Arcontech’s strong defensive characteristics (recurring licence fees account for 93 per cent of annual revenue) had been a major bull point, so the loss of two customers has clearly undermined investor confidence. The timing is incredibly frustrating, too. That’s because the company’s small sales team has been strengthening the qualified pipeline of potential prospects, and the directors note “renewed client interest in new business projects”. Travel restrictions during the Covid-19 pandemic had made converting the robust pipeline of opportunities difficult in the near term, but as these restrictions are now being lifted then it should augur well for the company to make up the lost ground. This is still a realistic possibility in my view.
Furthermore, the de-rating has been so savage since I covered the half-year results (‘Bargain shares: On the hunt for value’, 6 September 2021), that Arcontech’s £5.4m (40.5p) net cash pile now equates to more than half its £9.8m market capitalisation. This means a business that is still making £0.8m operating profit and generating free cash of £0.6m a year is being valued on a cash-adjusted PE ratio of 5.5. FinnCap is pencilling in a current year annual payout of 3p a share, which gives a prospective dividend yield of 4.1 per cent. The free-cash-flow yield is more than 6 per cent.
The shares are now firmly in bargain basement territory and the company is a bid target as well given Arcontech’s £4.4m enterprise value equates to only 5.5 times operating profit estimates. Recovery buy.
Just looking at the chart and it broke out of the downward trend channel on Friday which would explain the jump as buy orders were taken once the trend line was broken.

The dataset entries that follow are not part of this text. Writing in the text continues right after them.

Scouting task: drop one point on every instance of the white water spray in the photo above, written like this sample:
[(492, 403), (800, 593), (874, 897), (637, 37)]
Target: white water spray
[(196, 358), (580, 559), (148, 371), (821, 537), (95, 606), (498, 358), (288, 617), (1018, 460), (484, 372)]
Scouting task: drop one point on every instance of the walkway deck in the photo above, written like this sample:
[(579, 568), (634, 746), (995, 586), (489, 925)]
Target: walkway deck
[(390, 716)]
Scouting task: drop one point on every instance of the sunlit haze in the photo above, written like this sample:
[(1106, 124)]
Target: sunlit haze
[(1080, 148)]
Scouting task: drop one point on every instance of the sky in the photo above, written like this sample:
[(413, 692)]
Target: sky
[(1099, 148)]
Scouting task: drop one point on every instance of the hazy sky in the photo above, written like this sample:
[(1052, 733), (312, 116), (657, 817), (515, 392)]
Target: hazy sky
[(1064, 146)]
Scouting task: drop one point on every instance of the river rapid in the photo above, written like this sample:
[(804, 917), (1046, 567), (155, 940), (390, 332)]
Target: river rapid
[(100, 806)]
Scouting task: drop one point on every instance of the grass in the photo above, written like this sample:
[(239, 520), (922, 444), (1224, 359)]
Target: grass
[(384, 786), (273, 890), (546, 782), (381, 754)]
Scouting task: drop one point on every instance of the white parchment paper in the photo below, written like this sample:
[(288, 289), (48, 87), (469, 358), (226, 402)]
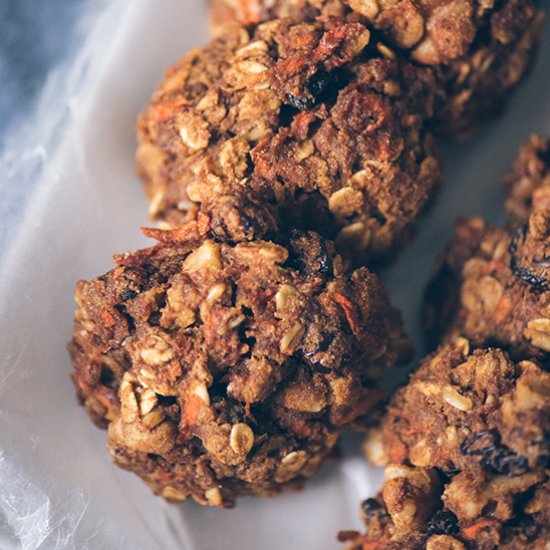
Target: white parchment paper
[(58, 488)]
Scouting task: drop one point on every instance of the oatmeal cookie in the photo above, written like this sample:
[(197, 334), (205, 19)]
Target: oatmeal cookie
[(221, 369), (480, 50), (310, 122), (467, 441), (493, 287), (527, 185)]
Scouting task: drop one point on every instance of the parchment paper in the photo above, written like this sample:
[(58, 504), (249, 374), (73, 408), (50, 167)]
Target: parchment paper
[(83, 203)]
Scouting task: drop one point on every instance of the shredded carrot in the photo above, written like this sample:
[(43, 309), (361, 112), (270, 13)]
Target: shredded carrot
[(191, 409)]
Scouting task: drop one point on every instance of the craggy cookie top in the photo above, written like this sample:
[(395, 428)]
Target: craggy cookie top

Yeah I presumed an RNS came out, but no. Leaky news I imagine. Good rise on a day the markets are falling.
Just added £1100 at 92p. If this continues to drop its looking to become a takeover target. With the company becoming profitable in H2, this is likely to grow and become profitable for FY22. No debt, £4.4m cash and a £3m facility SNX are self funding. It is looking like countries are moving towards opening up more and living with covid which in turn would see more traffic to its casino side of the business. What is more interesting though is the security in the cities and how that is likely to grow. This is higher margin than casinos.
With a NAV per share of 209p and a broker target of 315p this is looking very cheap now for holding or as a takeover target.